他把桌子搬了出去,之后從他的行軍包里面拿出一把軍用刀,在屋子后面的一棵樹上用刀子斬斷了一根樹杈。
把皮削掉,做成跟桌子腿一樣長短的木條,用螺絲釘裝上了。
看著桌子顏色不同,孫勝佳想著等明天,去周圍看看哪里有油漆賣的,到時候沏上一層新的油漆,從外形上也看不出什么了。
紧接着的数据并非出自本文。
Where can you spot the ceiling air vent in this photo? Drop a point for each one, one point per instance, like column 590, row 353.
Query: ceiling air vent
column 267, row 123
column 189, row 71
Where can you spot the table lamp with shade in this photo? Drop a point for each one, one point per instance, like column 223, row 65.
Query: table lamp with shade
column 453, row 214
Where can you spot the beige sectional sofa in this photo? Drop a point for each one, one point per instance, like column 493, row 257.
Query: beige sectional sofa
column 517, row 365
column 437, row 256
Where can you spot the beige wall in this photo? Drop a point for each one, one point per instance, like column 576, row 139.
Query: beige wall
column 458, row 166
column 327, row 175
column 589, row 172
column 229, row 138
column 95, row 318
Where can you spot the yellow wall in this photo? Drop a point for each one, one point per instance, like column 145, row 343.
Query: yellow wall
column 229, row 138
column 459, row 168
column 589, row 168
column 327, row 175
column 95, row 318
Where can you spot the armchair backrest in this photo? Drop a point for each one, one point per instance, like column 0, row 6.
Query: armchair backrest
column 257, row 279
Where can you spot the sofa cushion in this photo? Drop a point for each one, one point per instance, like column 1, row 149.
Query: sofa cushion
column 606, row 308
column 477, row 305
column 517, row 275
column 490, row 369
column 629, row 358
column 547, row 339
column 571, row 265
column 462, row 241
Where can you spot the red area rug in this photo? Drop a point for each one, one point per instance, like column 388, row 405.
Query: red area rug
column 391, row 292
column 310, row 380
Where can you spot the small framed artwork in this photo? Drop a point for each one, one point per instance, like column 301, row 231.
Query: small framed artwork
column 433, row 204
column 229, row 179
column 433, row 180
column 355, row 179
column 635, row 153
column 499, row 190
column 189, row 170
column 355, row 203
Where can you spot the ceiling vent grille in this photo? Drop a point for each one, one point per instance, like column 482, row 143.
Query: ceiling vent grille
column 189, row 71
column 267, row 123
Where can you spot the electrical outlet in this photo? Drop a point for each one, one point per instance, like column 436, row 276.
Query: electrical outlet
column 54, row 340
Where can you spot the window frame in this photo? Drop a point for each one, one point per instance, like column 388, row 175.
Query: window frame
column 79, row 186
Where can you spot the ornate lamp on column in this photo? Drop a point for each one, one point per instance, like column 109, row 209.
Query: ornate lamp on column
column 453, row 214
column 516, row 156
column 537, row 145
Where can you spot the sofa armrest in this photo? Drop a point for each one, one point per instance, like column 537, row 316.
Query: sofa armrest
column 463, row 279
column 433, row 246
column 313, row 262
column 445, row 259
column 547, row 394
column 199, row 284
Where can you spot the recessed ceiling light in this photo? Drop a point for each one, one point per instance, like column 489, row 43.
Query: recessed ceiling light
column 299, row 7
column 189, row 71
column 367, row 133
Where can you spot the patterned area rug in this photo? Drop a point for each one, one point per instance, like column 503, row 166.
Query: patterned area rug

他把桌子搬了回去,之后看看屋里還有什么東西短缺的,有需要的,明天他一起都弄了。
等著檢查完了之后,出去看謝琳琳,只見她在院子里的水管處,正拿著個盆子洗衣服。
孫勝佳看她手里拿的是自己今天穿過來的迷彩裝,正在用力的搓著。
這時候太陽已經完全落山了,只剩下一層昏黃的光線。
而謝琳琳蹲在水池邊幫他洗衣服,這一幕,讓孫勝佳心里,生出一種歲月靜好的感覺。
在東南軍區的時候,那時候母親為了他的婚事,各種上流酒會他參加過。
各種軍隊的聯誼,他也參加過。
那些女孩或矜持,或冷艷,或高貴。
只是卻沒有一人走進他的眼里,進入他的心里。
只有眼前這個女人,在一片濃煙中,就這樣進了他的眼,闖了他的心。
謝琳琳把孫勝佳的衣服洗好之后,搭在了院里的繩上,這時候過來一個婦女,她是這里校長的老婆,她手里端著個筐子,筐子里面是她做好的飯。
謝琳琳第一天來這里,冷鍋冷灶的,也沒有食材,今天晚上肯定沒辦法做飯,而這里又不是繁華的大都市,隨時可以買到。
“小謝老師,我們這小地方也沒有什么好吃的可以招待你們,你們先趁熱把飯吃了,明天,我讓我家二娃,給你裝一袋面,裝一袋米來。”校長老婆親熱的招待著謝琳琳。
“夫人,您客氣了。”謝琳琳笑道。
“叫我花姐就行了,村里人都這樣叫我,咱們這兒不興什么夫人的,謝老師肯留在這里,是我們村里,也是我們學校的福氣。”花姐的笑很質樸。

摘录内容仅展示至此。